Veterinary Doctor Paul McNamara presents K-9 first aid tactical training to law enforcement officers in the New England area.
“Your canine partner is willing to give their life to you, so it’s important that you know how to take care of them in a medical emergency,” said Dr. Paul McNamara. As a part-time member of the Duchess County Sherriff’s Department, McNamara understands better than most the unique medical risks that police canines face on a daily basis, such as narcotics and explosives.
“This training has been invaluable,” said FPS K9 Inspector Walter Schlichting. “Even though I have taken some canine first aid training before, there is so much information that I have never thought of, such as carrying Benadryl in a canine first aid kit.”
FPS brought together law enforcement agencies from around the New England area to learn about tactical canine first aid. DHS was well-represented, with participants from FPS, TSA, CBP, and U.S. Border Patrol. (Photo courtesy of FPS)

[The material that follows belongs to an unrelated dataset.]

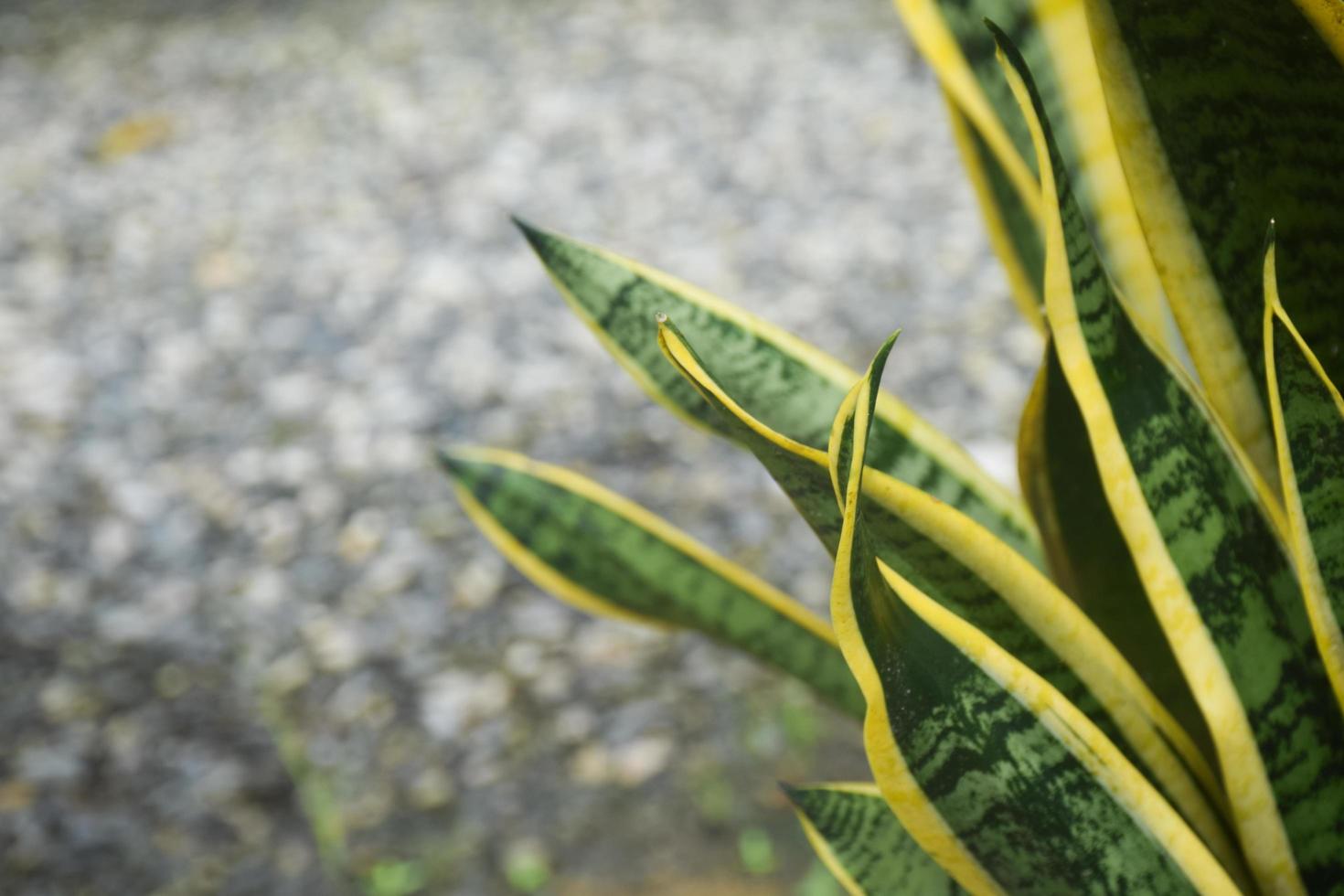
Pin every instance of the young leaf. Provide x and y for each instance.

This training is especially important because of Fentanyl, a nationwide problem for police canines. When conducting their sniffing duties on the streets, a tiny whiff of this drug can be deadly to the dogs, and it’s up to their human partners to take immediate action to save their lives.
“I love working with canine handlers because they are so dedicated to their partners,” said McNamara. “It’s amazing to see so many officers here who have chosen to spend their day getting this training, even though they could be doing something else, because they want to make sure they can care for their dogs. It’s humbling.”